Do you have a screen play rolling about in your head? I’m in the process of the 10th, 12th, 20th revision (lost count) of an animated film script this weekend. If you’re feeling the urge to make a dream come true I can offer one piece of advice – start with scriptwriting software like Final Draft.
Some years back I saw Final Draft at an NAB show in Las Vegas. They had both a film version and a two column package most often used for video scripts. We had our own two column script style customized from Word so we passed on the AV version.
I didn’t give Final Draft another thought until a friend and I started the process of writing an animated film. Electronic files were passed back and forth, back and forth, back and forth—and soon we realized the long paper trail of revisions was killing off our creative time. (Word processing programs don’t easily format scripts to Hollywood’s industry standards.)

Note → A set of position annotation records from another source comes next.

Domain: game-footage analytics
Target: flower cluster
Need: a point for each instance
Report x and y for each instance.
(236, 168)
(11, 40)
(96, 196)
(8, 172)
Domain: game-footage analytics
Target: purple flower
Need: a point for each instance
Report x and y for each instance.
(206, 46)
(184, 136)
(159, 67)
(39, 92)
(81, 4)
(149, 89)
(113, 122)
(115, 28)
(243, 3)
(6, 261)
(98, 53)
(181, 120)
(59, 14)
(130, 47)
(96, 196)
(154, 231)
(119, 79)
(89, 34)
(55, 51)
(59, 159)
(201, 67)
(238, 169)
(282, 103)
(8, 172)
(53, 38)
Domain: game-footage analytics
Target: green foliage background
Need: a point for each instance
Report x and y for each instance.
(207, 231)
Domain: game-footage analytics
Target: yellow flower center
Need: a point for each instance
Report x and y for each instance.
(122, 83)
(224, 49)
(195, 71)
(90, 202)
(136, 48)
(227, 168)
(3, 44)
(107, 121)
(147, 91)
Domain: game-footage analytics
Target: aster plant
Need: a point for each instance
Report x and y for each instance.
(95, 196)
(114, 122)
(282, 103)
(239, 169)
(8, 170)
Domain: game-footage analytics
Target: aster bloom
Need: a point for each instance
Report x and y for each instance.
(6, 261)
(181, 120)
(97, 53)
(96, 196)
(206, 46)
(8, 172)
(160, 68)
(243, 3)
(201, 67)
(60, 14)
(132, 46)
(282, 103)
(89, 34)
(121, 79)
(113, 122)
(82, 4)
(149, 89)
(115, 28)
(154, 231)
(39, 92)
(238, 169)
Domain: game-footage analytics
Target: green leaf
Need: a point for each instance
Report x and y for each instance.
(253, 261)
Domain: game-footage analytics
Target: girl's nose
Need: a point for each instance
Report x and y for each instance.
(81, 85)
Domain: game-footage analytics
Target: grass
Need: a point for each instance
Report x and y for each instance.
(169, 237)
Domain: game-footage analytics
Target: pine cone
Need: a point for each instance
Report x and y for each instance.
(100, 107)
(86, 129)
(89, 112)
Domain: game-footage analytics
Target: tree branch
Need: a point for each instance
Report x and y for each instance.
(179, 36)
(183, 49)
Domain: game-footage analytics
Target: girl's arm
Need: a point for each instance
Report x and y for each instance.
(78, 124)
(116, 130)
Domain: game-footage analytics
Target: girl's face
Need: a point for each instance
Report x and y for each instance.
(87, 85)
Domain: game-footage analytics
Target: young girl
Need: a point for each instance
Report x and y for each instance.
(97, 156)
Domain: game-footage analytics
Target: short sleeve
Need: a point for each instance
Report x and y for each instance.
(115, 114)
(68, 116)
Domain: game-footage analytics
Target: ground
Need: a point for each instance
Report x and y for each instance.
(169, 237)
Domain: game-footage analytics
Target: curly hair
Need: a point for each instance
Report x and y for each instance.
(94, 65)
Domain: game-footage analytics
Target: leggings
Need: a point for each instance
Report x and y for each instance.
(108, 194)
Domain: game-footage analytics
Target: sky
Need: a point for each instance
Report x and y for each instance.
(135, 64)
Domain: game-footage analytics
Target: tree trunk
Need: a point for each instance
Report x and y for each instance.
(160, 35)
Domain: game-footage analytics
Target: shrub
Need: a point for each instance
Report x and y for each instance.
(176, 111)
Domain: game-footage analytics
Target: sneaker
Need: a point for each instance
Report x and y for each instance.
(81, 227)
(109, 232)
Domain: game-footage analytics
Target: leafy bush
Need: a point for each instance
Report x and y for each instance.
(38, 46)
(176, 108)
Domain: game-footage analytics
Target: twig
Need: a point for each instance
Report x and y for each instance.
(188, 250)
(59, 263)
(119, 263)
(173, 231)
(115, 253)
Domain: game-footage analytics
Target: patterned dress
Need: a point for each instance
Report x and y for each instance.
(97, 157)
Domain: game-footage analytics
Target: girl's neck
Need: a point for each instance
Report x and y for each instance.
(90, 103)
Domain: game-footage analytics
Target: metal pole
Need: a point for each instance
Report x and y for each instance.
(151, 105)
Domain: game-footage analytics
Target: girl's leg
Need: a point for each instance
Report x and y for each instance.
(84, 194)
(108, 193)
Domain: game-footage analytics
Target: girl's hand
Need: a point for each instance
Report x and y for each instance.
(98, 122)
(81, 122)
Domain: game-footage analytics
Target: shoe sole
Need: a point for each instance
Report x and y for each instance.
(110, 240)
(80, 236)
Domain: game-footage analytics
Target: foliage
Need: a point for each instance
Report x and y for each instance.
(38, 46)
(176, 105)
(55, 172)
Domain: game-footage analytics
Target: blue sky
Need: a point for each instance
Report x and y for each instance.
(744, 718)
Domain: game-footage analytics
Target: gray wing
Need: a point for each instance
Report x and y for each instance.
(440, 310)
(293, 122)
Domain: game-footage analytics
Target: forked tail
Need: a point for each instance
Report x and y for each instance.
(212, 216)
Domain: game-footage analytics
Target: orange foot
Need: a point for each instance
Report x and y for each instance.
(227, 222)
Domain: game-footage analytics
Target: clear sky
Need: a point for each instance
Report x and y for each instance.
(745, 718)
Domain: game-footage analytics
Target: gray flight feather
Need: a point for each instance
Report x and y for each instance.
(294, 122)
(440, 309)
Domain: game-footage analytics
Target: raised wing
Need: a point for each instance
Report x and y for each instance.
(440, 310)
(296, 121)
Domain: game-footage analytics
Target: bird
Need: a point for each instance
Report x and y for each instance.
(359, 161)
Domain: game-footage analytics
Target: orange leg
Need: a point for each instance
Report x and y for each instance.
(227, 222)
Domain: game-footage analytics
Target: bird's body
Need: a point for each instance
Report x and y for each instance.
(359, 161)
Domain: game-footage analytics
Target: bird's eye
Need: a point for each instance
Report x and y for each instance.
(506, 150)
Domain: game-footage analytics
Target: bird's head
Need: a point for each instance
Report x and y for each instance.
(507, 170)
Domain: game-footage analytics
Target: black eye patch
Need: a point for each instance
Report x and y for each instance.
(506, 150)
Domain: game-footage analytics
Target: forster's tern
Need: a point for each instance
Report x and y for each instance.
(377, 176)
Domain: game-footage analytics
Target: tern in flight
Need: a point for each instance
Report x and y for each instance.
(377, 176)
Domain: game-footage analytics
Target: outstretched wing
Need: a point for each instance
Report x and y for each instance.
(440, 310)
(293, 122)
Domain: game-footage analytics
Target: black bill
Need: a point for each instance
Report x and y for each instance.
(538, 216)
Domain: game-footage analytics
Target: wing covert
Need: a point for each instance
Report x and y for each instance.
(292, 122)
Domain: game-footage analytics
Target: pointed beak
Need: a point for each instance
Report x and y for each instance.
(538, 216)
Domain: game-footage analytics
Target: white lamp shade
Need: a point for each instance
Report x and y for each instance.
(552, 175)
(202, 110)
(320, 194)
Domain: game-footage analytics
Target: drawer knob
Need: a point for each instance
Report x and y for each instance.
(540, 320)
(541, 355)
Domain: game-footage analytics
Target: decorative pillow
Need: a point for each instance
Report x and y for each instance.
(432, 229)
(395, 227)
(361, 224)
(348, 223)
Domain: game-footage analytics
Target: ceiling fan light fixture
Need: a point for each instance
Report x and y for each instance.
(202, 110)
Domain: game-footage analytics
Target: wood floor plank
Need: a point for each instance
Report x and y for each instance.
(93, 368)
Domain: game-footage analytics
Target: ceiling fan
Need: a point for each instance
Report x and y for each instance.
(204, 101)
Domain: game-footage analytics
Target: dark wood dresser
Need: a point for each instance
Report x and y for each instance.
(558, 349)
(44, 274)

Enter Final Draft to our writing team. (Note, if you’re co-writing you’ll need to buy your own software. Cost is about $250.) If you’re a student you can get a discount. You can download a version or buy the package. Both come with a DVD produced by a successful screenwriter. We found it to be a bit slow moving at times but the info was generally good.

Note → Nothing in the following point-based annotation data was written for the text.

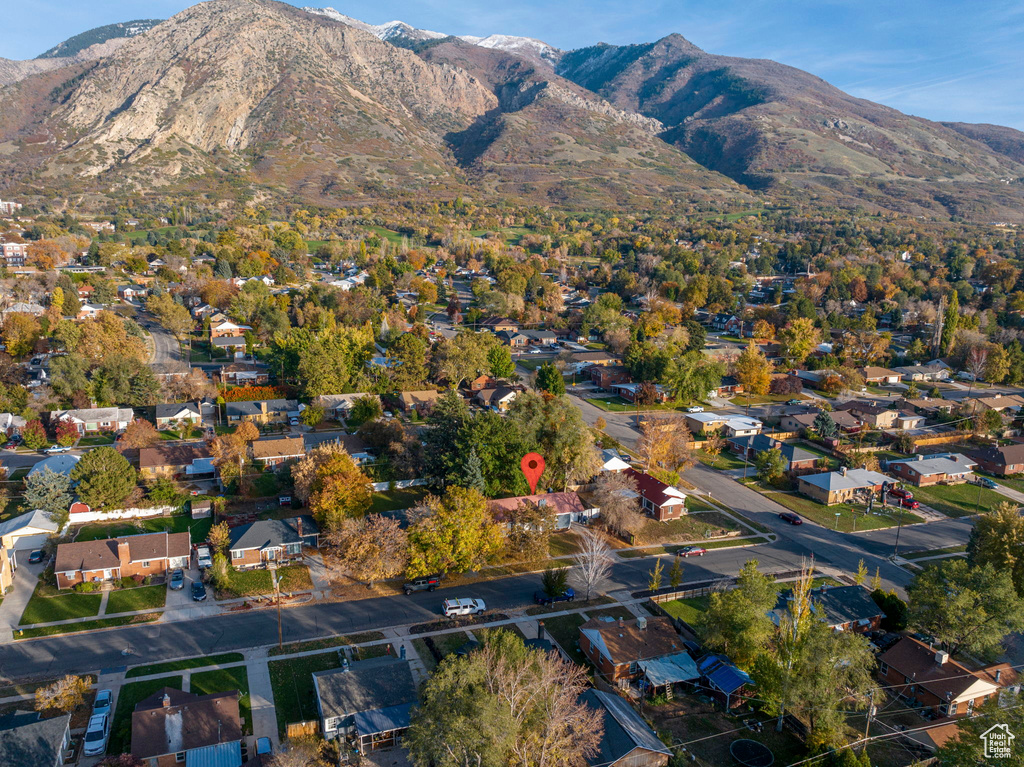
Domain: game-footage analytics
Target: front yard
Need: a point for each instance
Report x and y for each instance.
(958, 500)
(851, 518)
(44, 609)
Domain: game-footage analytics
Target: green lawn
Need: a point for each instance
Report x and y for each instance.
(565, 631)
(247, 584)
(323, 644)
(688, 609)
(129, 696)
(396, 499)
(852, 518)
(294, 695)
(174, 523)
(188, 663)
(129, 600)
(226, 680)
(42, 609)
(958, 500)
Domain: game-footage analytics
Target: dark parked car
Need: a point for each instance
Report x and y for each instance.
(691, 551)
(426, 583)
(543, 597)
(177, 580)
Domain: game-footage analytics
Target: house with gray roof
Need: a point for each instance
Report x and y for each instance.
(27, 740)
(371, 699)
(841, 486)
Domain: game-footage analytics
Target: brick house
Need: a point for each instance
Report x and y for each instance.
(1000, 461)
(605, 376)
(257, 544)
(278, 452)
(616, 647)
(172, 728)
(188, 460)
(262, 411)
(922, 471)
(660, 501)
(113, 558)
(931, 679)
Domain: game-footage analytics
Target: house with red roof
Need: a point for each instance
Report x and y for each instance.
(658, 500)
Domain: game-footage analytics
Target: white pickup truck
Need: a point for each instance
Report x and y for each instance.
(203, 559)
(453, 607)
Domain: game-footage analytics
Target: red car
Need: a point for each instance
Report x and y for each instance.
(691, 551)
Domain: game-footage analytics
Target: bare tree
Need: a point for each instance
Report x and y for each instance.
(615, 495)
(593, 563)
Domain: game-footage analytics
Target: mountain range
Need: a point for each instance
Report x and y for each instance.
(221, 98)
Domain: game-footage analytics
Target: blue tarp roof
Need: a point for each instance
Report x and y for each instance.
(382, 720)
(671, 669)
(219, 755)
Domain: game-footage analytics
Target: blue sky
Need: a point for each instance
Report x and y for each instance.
(943, 59)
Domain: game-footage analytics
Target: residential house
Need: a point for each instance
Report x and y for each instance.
(841, 486)
(265, 541)
(263, 411)
(627, 740)
(169, 416)
(241, 374)
(95, 419)
(629, 391)
(29, 740)
(369, 701)
(188, 460)
(658, 500)
(1000, 461)
(616, 647)
(729, 386)
(798, 461)
(930, 679)
(876, 375)
(172, 727)
(564, 507)
(59, 464)
(227, 329)
(29, 530)
(878, 415)
(605, 376)
(278, 452)
(842, 607)
(114, 558)
(418, 401)
(497, 399)
(726, 683)
(921, 471)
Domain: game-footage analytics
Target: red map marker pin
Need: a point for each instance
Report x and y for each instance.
(532, 467)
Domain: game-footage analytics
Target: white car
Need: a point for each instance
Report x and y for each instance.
(453, 607)
(96, 734)
(102, 702)
(203, 558)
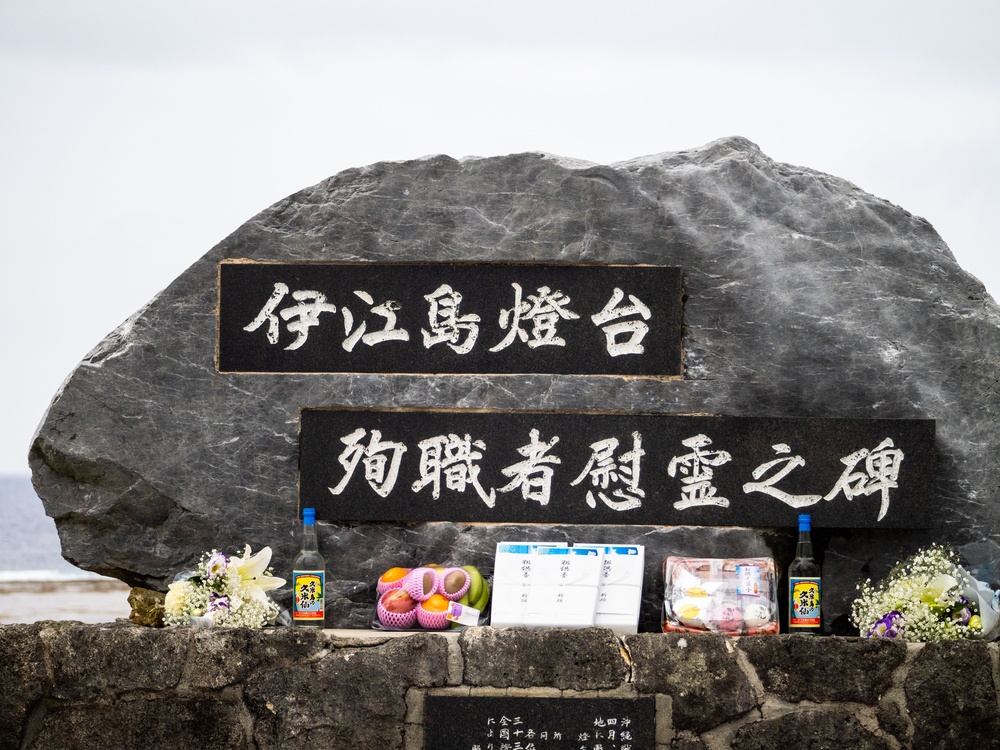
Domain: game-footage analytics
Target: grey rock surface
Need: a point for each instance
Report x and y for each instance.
(588, 659)
(817, 730)
(699, 672)
(788, 667)
(806, 296)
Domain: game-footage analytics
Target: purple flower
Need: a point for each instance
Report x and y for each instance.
(891, 625)
(962, 616)
(216, 565)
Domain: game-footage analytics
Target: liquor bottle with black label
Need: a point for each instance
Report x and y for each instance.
(804, 584)
(308, 577)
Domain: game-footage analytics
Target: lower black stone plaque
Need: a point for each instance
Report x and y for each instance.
(608, 469)
(492, 723)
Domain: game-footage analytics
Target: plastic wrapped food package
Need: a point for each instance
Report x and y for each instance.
(737, 596)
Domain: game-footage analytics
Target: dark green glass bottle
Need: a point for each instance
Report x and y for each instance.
(804, 584)
(308, 577)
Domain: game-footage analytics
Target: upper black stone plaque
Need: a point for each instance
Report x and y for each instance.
(450, 318)
(593, 468)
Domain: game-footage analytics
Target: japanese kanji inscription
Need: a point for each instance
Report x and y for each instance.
(528, 723)
(587, 468)
(450, 319)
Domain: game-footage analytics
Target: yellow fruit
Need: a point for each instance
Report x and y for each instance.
(394, 574)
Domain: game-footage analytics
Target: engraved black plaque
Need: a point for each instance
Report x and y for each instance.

Final Draft is in its 20th year and we have the 8th and latest version. One thing we appreciate most, besides the formatting, is the index cards function. It keeps all the ideas right at the appropriate scenes. No sticky notes hanging all over the office. Another time saver is the memory function, like a cell phone it remembers the character names. Type a couple letters and the words pops on screen.
Exchanging scripts is so easy now. Formatting stays set. Changes are easy to show and both writers can work off the same document. It has a high level overview of all the scenes and easy functions to switch scenes. It also tells us the percentage of script time for each character. At one point, one of our lesser characters took over the main character! A huge goof easily caught by Final Draft.
So get going on your dream script! Make it Hollywood ready to read or risk losing your big chance. Doing the correct formatting shows you’re a serious screen writer. Also be sure to look on-line for movie script samples that match your genre. Before writing our animated script it helped to look at the construction and character development of scripts from movies like Shrek, Ants, and Cloudy with a Chance of Meatballs.